Information and quotes provided here are from Healing Secrets of the Native Americans by Porter Shimer.

When Native American warriors prepared for battle, they dressed in their finest clothes and best headdress. They did this to prepare themselves in case they died. They wanted to be ready for their funeral. Rather than fearing death, they welcomed it.

While early Native Americans did not believe in heaven in the Christian sense, they did believe in an afterlife. They believed they were immortal and would go to a spirit world where they could interact with animal spirits, plant spirits, and earth spirits as well as human spirits. They were glad to leave their bodies behind because they believed they would be reborn onto earth in a future time. It was all part of a continuous cycle of life. Death was the end of the present physical life, a gateway to the spirit world, and eventually the way to rebirth on earth.
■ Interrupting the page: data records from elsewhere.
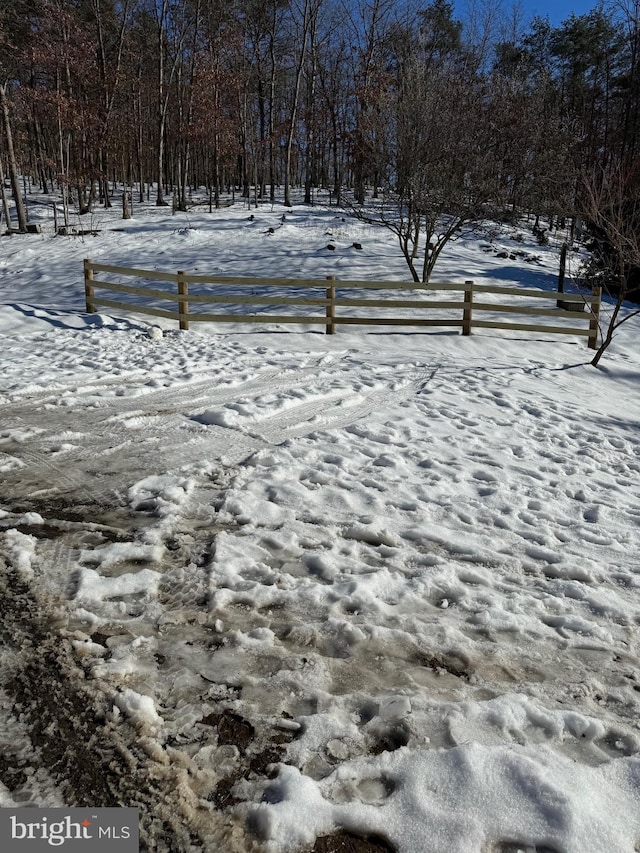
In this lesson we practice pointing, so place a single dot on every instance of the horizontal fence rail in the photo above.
(329, 303)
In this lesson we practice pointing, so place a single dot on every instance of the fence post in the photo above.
(594, 317)
(183, 305)
(89, 292)
(467, 312)
(331, 307)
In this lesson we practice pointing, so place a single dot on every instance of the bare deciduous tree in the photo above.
(610, 201)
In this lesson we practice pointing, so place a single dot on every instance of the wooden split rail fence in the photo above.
(335, 301)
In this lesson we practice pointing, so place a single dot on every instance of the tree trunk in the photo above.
(13, 165)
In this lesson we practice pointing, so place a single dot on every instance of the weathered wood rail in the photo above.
(334, 302)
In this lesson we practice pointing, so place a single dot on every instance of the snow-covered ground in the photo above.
(377, 585)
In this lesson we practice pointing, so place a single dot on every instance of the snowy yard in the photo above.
(274, 586)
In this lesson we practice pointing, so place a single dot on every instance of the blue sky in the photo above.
(557, 10)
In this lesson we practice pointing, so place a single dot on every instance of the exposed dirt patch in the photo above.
(347, 842)
(94, 762)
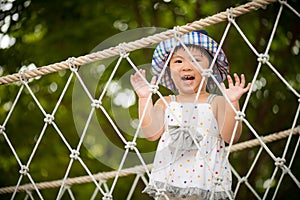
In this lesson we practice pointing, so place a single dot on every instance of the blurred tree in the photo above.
(40, 32)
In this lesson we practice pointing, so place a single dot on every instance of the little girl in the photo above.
(193, 126)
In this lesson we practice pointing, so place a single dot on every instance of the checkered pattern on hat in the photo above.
(200, 38)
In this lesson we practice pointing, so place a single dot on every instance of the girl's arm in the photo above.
(153, 121)
(225, 113)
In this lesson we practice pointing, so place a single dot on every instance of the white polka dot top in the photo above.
(191, 157)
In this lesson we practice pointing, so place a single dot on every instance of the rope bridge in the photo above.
(105, 183)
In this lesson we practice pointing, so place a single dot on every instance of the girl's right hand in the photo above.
(141, 88)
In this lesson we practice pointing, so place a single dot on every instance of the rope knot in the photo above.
(96, 103)
(230, 14)
(218, 181)
(49, 119)
(130, 145)
(207, 72)
(239, 116)
(243, 179)
(279, 162)
(24, 170)
(107, 197)
(122, 50)
(159, 193)
(263, 58)
(74, 154)
(71, 63)
(153, 89)
(22, 76)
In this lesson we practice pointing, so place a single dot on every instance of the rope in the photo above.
(137, 44)
(140, 169)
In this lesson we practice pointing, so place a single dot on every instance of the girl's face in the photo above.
(185, 73)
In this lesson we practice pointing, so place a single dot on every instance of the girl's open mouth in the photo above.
(187, 78)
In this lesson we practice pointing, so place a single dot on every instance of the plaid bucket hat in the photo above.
(201, 38)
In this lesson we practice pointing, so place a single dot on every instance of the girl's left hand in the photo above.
(235, 91)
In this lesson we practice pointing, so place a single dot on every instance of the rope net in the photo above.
(131, 153)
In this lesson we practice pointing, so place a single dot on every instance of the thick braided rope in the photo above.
(140, 169)
(137, 44)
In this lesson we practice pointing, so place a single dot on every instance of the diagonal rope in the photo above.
(137, 44)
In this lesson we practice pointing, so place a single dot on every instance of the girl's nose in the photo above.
(187, 66)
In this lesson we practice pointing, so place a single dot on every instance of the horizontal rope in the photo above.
(140, 169)
(137, 44)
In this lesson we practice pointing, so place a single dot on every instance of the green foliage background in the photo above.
(47, 32)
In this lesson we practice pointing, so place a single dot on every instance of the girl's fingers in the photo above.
(243, 81)
(153, 80)
(237, 79)
(230, 82)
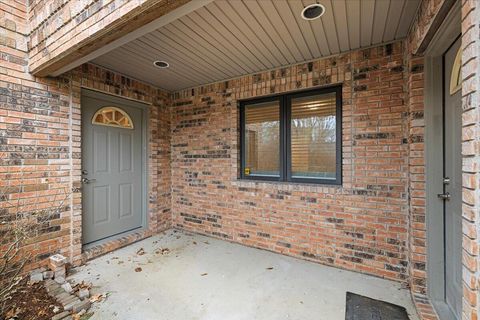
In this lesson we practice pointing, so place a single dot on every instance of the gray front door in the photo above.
(453, 186)
(112, 166)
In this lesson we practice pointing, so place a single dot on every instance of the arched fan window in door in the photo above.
(112, 117)
(456, 77)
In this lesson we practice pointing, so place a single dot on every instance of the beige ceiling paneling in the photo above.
(230, 38)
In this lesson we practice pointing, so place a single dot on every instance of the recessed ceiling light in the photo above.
(161, 64)
(313, 11)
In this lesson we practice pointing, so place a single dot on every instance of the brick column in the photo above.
(471, 155)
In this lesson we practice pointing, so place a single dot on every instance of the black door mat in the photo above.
(363, 308)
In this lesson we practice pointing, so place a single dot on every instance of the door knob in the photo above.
(444, 196)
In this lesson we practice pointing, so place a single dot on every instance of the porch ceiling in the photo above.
(227, 39)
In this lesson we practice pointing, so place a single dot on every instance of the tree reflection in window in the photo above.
(112, 117)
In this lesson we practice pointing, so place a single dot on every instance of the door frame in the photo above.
(116, 99)
(446, 35)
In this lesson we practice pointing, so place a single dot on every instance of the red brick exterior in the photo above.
(361, 225)
(374, 223)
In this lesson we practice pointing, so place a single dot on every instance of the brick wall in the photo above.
(361, 225)
(40, 141)
(471, 156)
(62, 31)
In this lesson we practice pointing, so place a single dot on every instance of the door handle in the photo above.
(444, 196)
(87, 181)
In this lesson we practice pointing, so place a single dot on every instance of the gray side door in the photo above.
(453, 187)
(112, 167)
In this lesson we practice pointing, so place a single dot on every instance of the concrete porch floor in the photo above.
(205, 278)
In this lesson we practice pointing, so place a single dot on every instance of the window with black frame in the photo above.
(293, 137)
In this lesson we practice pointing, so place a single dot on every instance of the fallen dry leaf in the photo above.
(98, 297)
(163, 251)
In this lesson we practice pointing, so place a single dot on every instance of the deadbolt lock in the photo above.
(444, 196)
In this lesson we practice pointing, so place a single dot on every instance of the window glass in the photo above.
(262, 139)
(293, 137)
(313, 137)
(113, 117)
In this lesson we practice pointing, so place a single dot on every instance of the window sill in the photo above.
(287, 185)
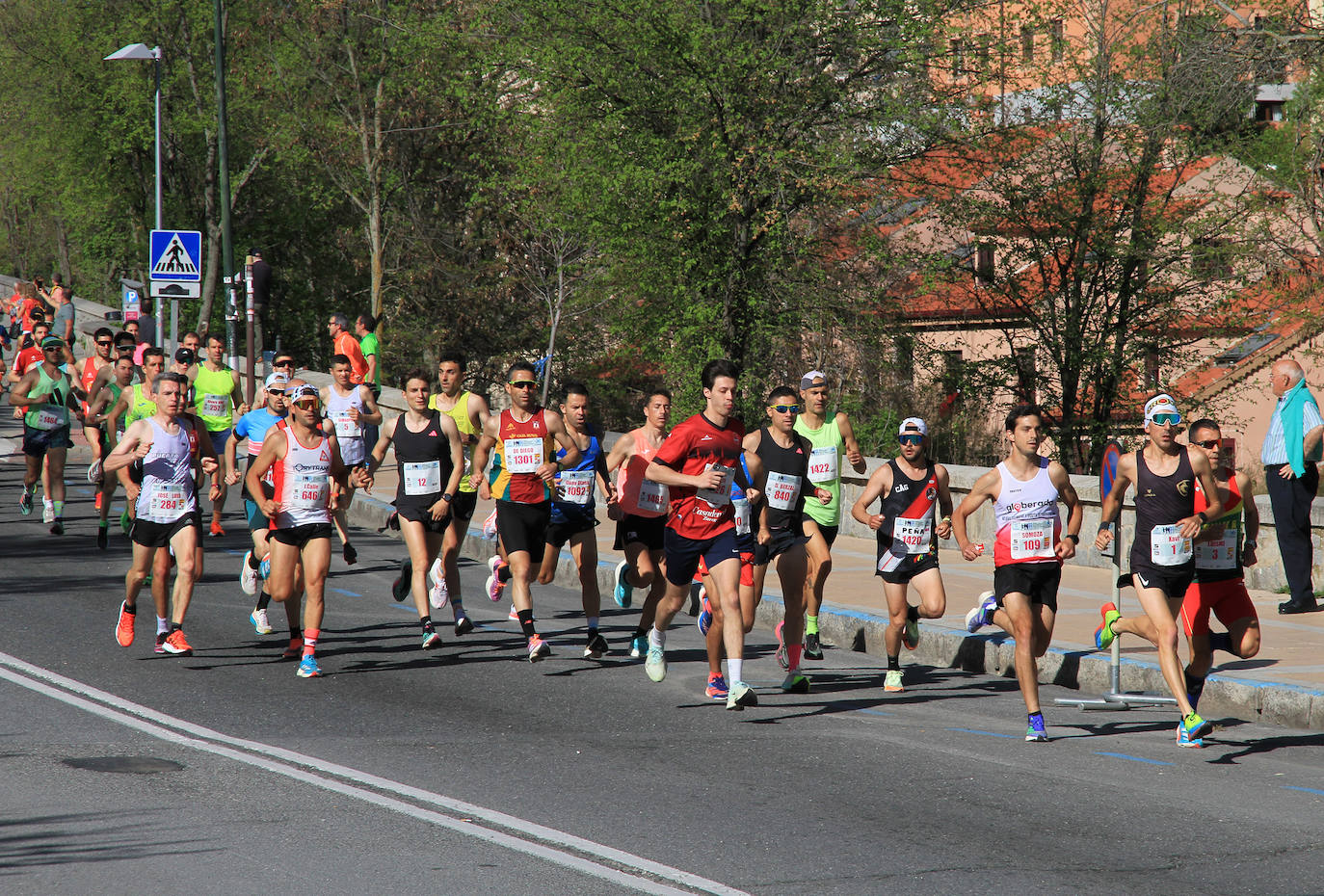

Native Americans buried their dead with their prized possessions because they wanted them to enjoy the spirit life. The spirit world was viewed as similar to our physical life, but mostly as a non-physical world in another dimension; one that is pleasant to inhabit.

To Native Americans, death was not an ending, but a gateway to the next world. Dying was as natural as being born and the two activities were interrelated; like two sides of the same coin. The author quotes Robert Blackwolf Jones: Everyone should yield to death and die gracefully, he says, because in some ways it is the most noble thing we’ll ever do.